Real estate markets will continue making steady, though not spectacular, gains through the rest of 2015 and all of the next two years, the Urban Land Institute Center for Capital Markets and Real Estate reported recently.
Twice a year, the ULI releases a Real Estate Consensus Forecast, basically a set of predictions that looks three years into the future about the residential, commercial, industrial and other real estate markets.
The ULI derives its information from a survey of leading economists and analysts, and executives of real estate investment, advisory and research firms. The ULI said its latest report isn't quite as bullish as the forecast it released in April, but it does predict three more years of "favorable real estate conditions."
Single-family housing starts will increase to 745,000 in 2015, 842,000 in 2016, and 900,000 in 2017, but still remain below the 20-year average, the ULI said in its most recent report.
Home price increases are expected to slow over the next three years, from 5.0 percent in 2015, to 4.3 percent in 2016, to 3.9 percent in 2017. ULI's April report predicts a more upbeat assessment of housing starts in 2015 and 2016, while the forecast for 2017 is unchanged.
Commercial real estate prices are projected to rise by 10.0 percent in 2015, and then drop to a 6.0 percent increase in 2016. Price growth will decline farther in 2017, to 4.5 percent.

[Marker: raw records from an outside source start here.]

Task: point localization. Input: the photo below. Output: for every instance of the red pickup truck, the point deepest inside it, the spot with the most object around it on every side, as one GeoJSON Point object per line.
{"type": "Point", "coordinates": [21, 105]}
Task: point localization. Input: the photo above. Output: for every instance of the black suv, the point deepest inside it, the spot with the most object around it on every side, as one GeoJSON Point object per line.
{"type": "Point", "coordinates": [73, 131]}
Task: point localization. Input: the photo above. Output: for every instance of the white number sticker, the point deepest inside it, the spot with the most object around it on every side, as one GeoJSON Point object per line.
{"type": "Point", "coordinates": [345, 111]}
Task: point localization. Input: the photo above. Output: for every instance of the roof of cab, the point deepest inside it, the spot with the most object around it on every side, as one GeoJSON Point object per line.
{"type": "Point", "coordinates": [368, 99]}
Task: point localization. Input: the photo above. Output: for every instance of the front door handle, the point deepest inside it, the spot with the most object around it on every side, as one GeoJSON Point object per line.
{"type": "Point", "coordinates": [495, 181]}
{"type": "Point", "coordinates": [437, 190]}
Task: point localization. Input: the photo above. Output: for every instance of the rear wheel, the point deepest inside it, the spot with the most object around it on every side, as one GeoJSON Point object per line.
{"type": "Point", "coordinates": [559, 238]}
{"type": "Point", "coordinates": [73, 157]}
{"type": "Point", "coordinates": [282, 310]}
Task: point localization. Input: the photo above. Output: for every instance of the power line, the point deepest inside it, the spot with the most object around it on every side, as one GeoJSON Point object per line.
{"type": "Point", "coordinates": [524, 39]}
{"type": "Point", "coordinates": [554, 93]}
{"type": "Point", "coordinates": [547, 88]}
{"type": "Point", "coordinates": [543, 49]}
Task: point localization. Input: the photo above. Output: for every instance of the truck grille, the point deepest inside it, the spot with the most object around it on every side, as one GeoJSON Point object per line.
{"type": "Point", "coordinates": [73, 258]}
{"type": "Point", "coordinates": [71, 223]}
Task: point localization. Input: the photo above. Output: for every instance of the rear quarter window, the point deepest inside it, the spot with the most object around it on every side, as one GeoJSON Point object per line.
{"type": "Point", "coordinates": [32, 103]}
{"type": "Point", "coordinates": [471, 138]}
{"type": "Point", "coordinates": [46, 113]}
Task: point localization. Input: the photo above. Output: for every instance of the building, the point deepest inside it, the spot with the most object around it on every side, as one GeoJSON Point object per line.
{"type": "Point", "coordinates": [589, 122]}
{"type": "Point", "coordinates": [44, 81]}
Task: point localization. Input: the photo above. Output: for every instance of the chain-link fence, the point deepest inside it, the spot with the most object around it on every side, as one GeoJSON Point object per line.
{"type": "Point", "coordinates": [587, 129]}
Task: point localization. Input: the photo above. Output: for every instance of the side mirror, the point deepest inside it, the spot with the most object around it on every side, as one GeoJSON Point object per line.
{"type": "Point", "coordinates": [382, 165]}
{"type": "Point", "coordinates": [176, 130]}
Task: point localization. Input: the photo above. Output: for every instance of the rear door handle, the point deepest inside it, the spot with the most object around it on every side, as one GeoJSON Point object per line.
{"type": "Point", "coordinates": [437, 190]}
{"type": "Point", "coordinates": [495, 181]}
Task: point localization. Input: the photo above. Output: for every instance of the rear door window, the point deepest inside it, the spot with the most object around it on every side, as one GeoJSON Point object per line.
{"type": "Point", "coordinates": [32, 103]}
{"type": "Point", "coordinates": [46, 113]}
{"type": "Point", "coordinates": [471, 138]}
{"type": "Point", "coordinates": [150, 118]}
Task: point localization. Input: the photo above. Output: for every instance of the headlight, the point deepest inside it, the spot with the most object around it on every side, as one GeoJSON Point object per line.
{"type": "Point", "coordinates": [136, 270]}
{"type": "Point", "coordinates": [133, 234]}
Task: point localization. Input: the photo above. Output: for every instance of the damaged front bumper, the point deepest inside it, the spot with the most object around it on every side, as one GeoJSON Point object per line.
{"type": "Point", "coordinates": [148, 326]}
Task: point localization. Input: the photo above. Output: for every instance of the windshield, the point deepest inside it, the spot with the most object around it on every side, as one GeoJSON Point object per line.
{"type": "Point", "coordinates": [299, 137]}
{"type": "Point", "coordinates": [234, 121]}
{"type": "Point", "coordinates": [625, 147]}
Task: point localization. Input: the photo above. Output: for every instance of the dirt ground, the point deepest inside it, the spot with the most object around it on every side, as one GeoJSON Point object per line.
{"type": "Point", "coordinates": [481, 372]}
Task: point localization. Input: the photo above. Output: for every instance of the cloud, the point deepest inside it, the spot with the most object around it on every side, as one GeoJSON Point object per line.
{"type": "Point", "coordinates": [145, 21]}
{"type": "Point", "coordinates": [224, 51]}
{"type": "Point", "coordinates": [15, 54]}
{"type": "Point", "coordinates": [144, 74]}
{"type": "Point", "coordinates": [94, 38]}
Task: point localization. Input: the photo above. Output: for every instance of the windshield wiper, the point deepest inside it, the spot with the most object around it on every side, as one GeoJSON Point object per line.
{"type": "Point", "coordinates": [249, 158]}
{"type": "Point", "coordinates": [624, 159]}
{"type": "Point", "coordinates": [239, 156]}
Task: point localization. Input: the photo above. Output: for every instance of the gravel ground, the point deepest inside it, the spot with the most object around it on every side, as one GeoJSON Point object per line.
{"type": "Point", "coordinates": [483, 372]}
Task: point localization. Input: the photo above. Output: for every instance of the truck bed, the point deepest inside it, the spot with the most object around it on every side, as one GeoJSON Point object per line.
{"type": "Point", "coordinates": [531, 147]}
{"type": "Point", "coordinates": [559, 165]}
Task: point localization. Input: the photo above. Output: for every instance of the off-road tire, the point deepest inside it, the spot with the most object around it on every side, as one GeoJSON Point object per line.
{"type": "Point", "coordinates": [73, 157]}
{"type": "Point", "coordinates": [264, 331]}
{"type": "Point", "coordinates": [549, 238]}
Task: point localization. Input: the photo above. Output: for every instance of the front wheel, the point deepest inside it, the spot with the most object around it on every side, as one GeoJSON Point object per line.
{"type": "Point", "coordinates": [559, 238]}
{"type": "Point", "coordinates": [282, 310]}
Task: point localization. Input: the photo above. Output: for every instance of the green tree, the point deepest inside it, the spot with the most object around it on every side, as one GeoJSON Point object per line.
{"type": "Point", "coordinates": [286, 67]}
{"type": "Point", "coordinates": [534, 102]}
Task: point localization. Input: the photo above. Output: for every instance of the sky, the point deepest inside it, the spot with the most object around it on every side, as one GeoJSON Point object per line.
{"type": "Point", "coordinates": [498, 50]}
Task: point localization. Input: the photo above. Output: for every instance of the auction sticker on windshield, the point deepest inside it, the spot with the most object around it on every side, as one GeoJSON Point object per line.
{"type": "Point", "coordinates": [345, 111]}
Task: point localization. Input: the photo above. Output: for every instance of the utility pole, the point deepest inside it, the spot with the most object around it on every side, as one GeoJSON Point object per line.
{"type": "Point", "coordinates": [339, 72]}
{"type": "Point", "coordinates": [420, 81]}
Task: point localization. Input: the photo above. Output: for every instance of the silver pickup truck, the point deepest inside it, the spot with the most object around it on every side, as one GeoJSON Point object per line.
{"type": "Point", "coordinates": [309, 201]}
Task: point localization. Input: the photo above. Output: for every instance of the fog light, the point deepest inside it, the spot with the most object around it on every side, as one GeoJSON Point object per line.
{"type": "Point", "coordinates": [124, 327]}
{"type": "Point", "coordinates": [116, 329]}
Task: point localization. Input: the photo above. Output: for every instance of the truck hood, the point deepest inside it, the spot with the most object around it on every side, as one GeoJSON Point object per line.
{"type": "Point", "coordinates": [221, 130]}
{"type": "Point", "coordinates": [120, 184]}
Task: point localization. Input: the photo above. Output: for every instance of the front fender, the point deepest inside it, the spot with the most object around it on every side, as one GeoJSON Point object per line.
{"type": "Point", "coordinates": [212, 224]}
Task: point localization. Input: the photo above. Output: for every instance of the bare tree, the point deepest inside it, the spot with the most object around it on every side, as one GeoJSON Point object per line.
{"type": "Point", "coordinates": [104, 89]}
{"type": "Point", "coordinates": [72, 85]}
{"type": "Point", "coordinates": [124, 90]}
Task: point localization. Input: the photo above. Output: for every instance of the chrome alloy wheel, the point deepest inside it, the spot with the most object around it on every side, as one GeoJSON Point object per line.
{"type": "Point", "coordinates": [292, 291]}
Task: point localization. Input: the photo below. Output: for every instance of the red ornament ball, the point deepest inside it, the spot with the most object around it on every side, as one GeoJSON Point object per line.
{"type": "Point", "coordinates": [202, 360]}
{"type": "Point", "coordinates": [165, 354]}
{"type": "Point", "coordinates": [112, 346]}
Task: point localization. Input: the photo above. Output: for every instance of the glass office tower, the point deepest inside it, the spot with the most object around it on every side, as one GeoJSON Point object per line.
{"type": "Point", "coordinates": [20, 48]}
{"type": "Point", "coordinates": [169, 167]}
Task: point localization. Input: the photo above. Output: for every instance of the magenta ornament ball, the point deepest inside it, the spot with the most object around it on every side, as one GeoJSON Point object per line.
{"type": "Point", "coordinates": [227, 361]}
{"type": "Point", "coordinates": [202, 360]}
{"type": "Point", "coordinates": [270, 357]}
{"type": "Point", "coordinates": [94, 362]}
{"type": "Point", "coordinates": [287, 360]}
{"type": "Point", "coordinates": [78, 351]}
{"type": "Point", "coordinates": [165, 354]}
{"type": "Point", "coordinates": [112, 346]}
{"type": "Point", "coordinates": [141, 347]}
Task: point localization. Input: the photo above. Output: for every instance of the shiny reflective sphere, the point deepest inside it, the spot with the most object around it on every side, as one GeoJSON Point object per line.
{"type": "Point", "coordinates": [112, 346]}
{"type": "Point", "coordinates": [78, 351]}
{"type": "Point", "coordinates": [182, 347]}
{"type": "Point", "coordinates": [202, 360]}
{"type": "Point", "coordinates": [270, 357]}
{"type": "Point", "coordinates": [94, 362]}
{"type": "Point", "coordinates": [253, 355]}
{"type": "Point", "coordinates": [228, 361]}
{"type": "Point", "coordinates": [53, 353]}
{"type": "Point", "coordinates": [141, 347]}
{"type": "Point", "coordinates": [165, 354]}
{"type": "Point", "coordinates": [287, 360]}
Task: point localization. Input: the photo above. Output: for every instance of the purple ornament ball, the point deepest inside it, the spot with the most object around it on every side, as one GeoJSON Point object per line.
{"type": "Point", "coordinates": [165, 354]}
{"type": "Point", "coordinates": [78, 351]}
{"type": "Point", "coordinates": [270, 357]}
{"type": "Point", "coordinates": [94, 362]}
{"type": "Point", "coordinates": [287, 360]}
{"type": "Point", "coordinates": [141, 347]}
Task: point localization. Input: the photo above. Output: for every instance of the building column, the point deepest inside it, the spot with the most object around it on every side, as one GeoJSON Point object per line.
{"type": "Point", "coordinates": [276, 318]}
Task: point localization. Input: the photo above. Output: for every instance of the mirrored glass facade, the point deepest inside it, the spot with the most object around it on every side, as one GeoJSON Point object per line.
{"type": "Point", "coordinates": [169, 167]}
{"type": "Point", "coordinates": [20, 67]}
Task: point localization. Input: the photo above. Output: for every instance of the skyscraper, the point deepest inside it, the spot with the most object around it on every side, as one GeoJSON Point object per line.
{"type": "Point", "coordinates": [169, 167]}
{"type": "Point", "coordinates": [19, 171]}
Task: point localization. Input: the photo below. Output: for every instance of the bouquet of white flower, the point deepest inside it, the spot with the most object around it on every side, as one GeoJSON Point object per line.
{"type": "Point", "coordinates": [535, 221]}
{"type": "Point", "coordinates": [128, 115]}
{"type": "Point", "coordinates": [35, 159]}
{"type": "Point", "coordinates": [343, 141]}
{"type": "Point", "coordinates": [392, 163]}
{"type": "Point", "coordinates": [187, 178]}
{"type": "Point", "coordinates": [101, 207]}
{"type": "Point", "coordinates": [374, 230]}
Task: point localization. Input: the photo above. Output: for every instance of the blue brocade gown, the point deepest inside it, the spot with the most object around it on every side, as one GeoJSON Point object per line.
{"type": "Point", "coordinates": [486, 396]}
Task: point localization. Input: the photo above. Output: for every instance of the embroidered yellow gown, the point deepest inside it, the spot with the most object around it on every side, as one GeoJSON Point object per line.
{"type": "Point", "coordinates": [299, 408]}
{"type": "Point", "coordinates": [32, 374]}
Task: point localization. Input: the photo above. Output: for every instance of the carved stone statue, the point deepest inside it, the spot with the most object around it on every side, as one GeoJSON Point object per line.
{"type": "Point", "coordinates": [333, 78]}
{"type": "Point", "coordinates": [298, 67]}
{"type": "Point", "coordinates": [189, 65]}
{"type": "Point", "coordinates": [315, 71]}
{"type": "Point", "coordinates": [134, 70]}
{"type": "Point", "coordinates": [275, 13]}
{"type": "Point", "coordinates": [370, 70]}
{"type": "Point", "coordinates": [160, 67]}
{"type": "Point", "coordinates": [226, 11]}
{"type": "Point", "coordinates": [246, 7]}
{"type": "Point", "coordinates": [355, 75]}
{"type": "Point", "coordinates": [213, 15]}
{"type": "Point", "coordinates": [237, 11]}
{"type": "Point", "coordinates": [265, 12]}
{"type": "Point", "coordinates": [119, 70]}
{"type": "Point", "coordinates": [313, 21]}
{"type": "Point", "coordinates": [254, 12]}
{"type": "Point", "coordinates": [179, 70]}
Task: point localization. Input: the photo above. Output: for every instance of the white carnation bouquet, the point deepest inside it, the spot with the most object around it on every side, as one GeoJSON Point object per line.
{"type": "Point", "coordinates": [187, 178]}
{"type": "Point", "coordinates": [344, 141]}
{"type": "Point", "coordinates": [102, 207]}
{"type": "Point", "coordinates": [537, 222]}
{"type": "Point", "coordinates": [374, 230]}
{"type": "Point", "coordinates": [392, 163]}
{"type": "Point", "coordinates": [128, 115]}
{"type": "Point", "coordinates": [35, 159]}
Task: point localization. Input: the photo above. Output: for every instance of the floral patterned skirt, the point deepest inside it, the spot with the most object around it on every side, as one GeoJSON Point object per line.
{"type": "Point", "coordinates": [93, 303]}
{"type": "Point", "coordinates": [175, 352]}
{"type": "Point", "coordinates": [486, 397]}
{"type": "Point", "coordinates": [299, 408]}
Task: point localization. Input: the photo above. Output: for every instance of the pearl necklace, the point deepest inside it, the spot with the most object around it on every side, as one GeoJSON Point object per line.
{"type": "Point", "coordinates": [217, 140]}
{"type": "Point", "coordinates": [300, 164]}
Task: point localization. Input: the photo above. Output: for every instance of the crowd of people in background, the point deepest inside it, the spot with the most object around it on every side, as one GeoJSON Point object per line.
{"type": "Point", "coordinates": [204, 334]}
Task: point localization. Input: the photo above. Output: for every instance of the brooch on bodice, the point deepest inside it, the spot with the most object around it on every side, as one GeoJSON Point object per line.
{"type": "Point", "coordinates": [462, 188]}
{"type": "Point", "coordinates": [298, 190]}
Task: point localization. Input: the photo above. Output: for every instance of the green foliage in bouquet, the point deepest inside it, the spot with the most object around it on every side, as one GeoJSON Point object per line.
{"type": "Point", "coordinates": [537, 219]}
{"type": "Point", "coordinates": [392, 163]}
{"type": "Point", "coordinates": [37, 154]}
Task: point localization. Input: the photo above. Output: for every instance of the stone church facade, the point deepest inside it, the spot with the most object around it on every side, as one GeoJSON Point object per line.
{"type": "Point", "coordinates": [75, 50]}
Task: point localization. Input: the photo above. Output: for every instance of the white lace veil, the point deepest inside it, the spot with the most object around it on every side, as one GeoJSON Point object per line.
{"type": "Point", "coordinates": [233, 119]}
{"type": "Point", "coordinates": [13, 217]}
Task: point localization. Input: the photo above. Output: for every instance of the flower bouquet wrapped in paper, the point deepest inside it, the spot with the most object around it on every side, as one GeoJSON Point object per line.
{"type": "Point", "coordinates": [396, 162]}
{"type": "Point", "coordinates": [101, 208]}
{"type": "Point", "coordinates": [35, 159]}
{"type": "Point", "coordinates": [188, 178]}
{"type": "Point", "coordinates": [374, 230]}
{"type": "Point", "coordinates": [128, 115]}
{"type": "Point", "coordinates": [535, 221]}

Widespread Spending Gains in All Building Sectors
Construction spending data for the month of August clearly show a building boom is well under way, the Associated General Contractors of America reports.
"There were widespread monthly and year-over-year gains in August for all major construction categories - private nonresidential, residential and public," Ken Simonson, chief economist for the AGC, said. "Activity in all three categories has been accelerating recently and should continue rising into 2016."
Simonson cautioned, however, that this can only happen if contractors are able to find enough workers with qualified building trades skills.
Construction spending in August came to $1.086 trillion, the highest spending amount since May 2008. This is 0.7 percent above the July total, and 13.7 percent better than August 2014, which is the best year-to-year result since March 2006.
Private nonresidential spending in August grew 0.2 percent from July, and is up 16.9 percent compared to the same month in 2014. Private residential spending increased 1.3 percent for the month, and 16.1 percent year-to-year. Public construction spending rose 0.5 percent from July to August, and has expanded 7 percent from a year ago.
"There has been exceptionally strong growth in manufacturing, lodging and apartment construction all year," Simonson said. "More recently, office, health care, highway and educational structures have rebounded as well."
AGC officials cautioned, though, that 86 percent of construction firms reportedly are having a hard time hiring qualified workers, shortages that are likely to worsen as demand for building services grows.
"While it is great to see growing demand for construction, many firms won't benefit if they don't have enough workers to get the job done," Stephen E. Sandherr, chief executive officer of the AGC, said. "Without a better approach to attracting and preparing future construction workers, construction projects are likely to get more expensive and take longer to complete."